Hilary Mantel Biography
(1952– ), The Spectator, Every Day Is Mother's Day, Vacant Possession
British novelist, born in Derbyshire, educated at the London School of Economics and Sheffield University. She worked in Africa and the Middle East for eight years, and in 1987 became film critic for The Spectator. Her novels are noted for their acerbic wit, their exposure of hypocrisy, and their fascination with the grotesque and with madness and obsession. Every Day Is Mother's Day (1985), a blackly comic tale about a disturbed woman and her mentally handicapped daughter, was followed by Vacant Possession (1986) and Eight Months on Ghazzah Street (1988).

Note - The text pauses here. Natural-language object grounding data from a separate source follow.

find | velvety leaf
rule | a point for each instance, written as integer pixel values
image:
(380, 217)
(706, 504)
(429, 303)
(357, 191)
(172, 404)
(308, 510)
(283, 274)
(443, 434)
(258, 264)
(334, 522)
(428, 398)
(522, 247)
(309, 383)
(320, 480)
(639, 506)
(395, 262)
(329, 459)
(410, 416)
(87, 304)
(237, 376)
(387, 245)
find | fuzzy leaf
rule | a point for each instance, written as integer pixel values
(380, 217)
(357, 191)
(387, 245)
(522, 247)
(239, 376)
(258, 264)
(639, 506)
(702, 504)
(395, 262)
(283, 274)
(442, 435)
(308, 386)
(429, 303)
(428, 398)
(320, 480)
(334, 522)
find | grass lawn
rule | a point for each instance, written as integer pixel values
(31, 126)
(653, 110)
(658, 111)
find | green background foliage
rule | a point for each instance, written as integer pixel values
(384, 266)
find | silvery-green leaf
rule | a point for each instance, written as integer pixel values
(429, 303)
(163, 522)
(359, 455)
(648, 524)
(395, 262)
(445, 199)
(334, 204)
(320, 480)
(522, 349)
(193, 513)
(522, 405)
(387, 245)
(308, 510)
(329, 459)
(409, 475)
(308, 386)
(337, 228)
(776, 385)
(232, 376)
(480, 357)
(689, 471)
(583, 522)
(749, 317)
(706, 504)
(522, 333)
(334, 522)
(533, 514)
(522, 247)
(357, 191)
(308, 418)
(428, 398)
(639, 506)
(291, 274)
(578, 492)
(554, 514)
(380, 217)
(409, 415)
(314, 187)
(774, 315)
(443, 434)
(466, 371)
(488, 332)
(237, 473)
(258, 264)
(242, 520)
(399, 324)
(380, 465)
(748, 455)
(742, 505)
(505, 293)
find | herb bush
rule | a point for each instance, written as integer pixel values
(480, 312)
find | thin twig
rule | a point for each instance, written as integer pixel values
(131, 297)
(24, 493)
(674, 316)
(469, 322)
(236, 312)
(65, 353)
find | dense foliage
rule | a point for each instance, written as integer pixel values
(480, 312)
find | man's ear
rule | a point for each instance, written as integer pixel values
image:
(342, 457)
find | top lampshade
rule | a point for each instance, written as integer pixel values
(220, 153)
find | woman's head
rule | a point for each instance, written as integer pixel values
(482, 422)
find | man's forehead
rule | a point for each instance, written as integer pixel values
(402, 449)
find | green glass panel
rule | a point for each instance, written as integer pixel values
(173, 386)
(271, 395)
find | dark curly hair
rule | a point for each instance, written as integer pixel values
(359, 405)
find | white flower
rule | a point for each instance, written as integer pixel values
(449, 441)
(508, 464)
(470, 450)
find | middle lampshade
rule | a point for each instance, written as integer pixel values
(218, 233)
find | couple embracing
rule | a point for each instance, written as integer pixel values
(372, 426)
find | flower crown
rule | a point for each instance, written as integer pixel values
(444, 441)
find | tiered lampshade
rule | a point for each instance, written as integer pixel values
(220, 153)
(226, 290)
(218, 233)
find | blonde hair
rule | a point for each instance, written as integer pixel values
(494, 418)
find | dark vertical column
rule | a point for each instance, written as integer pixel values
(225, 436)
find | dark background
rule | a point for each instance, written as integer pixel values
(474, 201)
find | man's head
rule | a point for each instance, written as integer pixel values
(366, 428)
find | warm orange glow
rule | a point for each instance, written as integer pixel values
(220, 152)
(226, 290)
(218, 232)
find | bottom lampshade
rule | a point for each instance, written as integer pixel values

A mill town in the north of England during the 1950s is the setting for Fludd (1989), a kind of contemporary fairy tale in which an alchemist posing as a curate transforms the desolate lives of a nun and a priest and brings a spiritual and sensual awakening to the village. More panoramic in scope, A Place of Greater Safety (1992) is set during the French Revolution and concerns the rise and fall of three committed revolutionaries, Camille Desmoulins, Danton, and Robespierre. The novel was widely admired for the vividness with which it dramatized historical events, and for its convincing portrayal of character. A Change of Climate (1994), set in the early 1980s, concerns a missionary and his wife, who have returned after many years in Africa to the north of England. An Experiment in Love (1995) is a psychological drama depicting the rivalry between two poor but respectable Catholic girls who compete, as schoolgirls and later as students at London University in the 1960s, for moral and academic superiority.